Gelb schwankt der Raps in der Sommerbriese,
ein Schwarm Arbeiterinnen fliegt hinaus.
Emsig sie sammeln und dienen,
legen Nektar in die Waben.
Sie gehören zu den Honigbienen
und werden sich und die Brut daran laben.
Suche
Mein Gepäck ist schwer
Und du hilfst mir tragen,
Doch bist du Teil des Gepäcks.
Noch gibt's so viele Fragen.
Frostiger Blick, kalte Hände,
So empfängst du mich.
Ich will deine Liebe
Und bekomm' sie nicht.
Bin auf der Suche nach mir,
Doch kann mich nicht finden.
Versuch mein Glück bei dir,
Doch du willst dich nicht binden.
Sehnsucht
Möchte so schnell schreiben, wie die Gedanken fliegen.
Zauber des weißen Blattes, Fluch des weißen Blattes.

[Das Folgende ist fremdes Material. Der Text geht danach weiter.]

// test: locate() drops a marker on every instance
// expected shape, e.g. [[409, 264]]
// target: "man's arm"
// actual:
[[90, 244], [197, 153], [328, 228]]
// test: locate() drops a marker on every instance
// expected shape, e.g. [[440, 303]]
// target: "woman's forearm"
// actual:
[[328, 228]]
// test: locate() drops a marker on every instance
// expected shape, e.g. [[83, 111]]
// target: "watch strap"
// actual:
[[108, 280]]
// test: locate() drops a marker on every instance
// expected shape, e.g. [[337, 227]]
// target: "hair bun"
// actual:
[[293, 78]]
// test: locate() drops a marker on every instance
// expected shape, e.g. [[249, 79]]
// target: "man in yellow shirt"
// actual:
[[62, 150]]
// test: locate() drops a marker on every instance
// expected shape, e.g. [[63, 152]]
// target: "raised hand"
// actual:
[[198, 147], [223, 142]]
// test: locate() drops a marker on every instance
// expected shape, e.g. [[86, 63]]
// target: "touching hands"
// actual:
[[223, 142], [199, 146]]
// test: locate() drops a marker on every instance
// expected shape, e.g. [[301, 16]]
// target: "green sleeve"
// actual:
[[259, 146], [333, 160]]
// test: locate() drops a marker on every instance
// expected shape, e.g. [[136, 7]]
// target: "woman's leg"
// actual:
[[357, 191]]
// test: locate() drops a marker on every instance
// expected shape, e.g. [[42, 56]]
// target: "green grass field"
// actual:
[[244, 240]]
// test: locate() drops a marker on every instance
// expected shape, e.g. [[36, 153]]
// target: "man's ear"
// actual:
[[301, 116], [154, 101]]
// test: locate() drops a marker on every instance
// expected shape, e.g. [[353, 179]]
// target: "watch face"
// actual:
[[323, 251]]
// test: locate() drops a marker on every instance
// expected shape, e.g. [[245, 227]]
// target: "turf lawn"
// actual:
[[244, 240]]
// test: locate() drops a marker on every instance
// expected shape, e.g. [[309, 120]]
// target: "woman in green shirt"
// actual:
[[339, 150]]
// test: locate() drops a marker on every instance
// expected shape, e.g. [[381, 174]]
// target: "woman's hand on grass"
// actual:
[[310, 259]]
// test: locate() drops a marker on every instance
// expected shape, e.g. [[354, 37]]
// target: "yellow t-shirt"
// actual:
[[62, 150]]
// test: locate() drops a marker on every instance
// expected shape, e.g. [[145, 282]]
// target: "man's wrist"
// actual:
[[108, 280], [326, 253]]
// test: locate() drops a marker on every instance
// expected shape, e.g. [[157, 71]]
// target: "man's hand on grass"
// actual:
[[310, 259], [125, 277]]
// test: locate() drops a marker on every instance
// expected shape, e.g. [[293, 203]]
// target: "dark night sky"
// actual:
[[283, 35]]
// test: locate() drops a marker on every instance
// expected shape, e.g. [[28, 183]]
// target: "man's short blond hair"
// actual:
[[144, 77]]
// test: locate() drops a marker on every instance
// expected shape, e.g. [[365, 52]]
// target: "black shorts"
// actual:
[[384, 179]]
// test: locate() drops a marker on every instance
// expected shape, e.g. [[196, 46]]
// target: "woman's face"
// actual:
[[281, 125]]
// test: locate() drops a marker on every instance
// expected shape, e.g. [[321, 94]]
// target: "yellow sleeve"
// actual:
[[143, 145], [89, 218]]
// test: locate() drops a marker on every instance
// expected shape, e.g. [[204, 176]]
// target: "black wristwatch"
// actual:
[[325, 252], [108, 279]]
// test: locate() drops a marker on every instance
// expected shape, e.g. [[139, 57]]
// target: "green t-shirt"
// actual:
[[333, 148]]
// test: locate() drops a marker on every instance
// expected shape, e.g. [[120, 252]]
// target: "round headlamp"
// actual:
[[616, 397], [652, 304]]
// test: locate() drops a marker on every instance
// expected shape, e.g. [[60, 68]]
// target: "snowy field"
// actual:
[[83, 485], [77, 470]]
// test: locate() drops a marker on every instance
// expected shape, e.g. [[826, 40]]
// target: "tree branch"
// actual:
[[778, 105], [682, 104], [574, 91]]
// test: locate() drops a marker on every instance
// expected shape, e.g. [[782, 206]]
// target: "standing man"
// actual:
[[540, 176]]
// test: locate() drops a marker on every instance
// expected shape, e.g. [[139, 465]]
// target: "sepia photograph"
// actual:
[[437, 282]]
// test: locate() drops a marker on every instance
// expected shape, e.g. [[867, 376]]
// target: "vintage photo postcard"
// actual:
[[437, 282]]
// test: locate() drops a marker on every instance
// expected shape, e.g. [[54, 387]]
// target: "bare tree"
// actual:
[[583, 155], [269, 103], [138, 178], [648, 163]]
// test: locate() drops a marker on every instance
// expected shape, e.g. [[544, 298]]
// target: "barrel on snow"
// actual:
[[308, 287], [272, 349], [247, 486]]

Gedanken fallen als Worte und Noten aufs Papier.
Sehnen dich herbei, ach wärst du hier.
Verloren
Blaues Auge, das in ihre Seele dringt.
Tiefe Stimme, die sie zum Schnurren bringt.
Lippen die sich berühren,
Gerüche, die sich verführen.
Weiche Hände, die ihre nehmen,
aber ihren runden Leib ablehnen.
Arme, die sich verschränken,
er will sie nicht kränken.
Stille in der Nacht,
was hast du mit ihnen gemacht?
I wish
I wish I could see the stars in the night sky,
I wish I could feel the warm summer rain,
I wish I could hear the colorful leaves in the autumn wind
and the trees do not die ahead of time.
Für Dich
Du führst mich durch meine Höhen und Tiefen,
die du mit mir erlebst.
Du führst mich bis an meine Grenzen
bis ich in Wonne und Lust erbeb.
Mit dir kann ich wachsen.
Mit dir verschwimmen Raum und Zeit
zu einem Augenblick.
Dein Blick, tief drinnen die Teufelchen regiern.
Ich schließe die Augen und seh dich vor mir.
Dein begehrender Blick
ich steh als Frau vor dir.
Bei dir kann ich sein, wer ich bin,
an deiner Hand mich erkunden.
Vertrauen findest du in mir.
Im Respekt sind wir verbunden.
Dein Blick, tief drinnen die Teufelchen regiern.